Laura Bush Poisoning Claim Unlikely, Homeland Security Expert Says

Laura Bush Poisoning Claim Unlikely, Homeland Security Expert Says

Were George W. Bush and Laura Bush poisoned at a 2007 European conference of world leaders as Mrs. Bush asserts in her new memoir? Maybe not.

In the new book, "Spoken from the Heart," Mrs. Bush said that she and the president were poisoned while attending a G8 summit in Germany, but now, a former top aide says that's unlikely.

According to Frances Townsend, Bush's own Homeland Security adviser, there was "no indication" that the president and his wife consumed intentionally poisoned food.

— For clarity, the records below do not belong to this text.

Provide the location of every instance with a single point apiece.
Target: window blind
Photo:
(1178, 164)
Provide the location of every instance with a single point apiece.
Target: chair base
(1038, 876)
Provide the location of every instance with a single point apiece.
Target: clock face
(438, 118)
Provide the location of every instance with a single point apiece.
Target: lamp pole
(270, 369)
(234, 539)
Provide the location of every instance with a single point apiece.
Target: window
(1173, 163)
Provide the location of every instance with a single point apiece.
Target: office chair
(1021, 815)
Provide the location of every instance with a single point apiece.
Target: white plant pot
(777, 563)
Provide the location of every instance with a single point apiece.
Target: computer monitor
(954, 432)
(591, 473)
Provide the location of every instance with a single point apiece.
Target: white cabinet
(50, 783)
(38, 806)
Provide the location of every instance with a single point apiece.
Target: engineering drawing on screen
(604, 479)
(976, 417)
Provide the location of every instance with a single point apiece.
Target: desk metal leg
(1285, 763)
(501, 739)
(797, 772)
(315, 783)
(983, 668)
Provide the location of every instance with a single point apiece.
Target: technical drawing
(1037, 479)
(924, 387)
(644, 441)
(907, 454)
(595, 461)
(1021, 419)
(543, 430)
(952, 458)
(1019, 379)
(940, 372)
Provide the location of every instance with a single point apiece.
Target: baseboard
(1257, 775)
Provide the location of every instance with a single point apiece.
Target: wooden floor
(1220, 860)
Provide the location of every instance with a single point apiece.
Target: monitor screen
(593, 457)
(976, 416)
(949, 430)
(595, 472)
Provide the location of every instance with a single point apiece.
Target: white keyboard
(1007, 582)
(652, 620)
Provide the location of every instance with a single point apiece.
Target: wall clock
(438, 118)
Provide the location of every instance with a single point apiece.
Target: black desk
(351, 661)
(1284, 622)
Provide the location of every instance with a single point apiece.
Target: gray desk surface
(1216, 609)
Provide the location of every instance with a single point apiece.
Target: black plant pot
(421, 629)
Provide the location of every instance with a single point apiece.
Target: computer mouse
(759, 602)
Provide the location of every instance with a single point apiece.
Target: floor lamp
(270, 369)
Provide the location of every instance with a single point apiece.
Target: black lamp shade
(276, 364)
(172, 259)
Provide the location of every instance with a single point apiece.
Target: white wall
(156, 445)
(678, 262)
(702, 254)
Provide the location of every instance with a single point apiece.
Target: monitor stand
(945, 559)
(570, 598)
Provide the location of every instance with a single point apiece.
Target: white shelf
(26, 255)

"The truth was ultimately we didn't really believe there was a basis to think they were poisoned, but you can understand - you would have thought us not competent if we hadn't considered the possibility and looked at it," Townsend said in an interview with CNN's Wolf Blitzer.

But the former First Lady painted a grim picture of the incident in her book:

"[O]ne of our military aides had difficulty walking and a White House staffer lost all hearing in one ear. Exceedingly alarmed, the Secret Service went on full alert, combing the resort for potential poisons."

According to Townsend, doctors who treated the delegation, "believed it was just a virus, a local virus."

Despite the final prognosis of the doctors, Mrs. Bush still didn't seem entirely convinced in her memoir, writing: "We never learned if any other delegations became ill, or if ours, mysteriously, was the only one."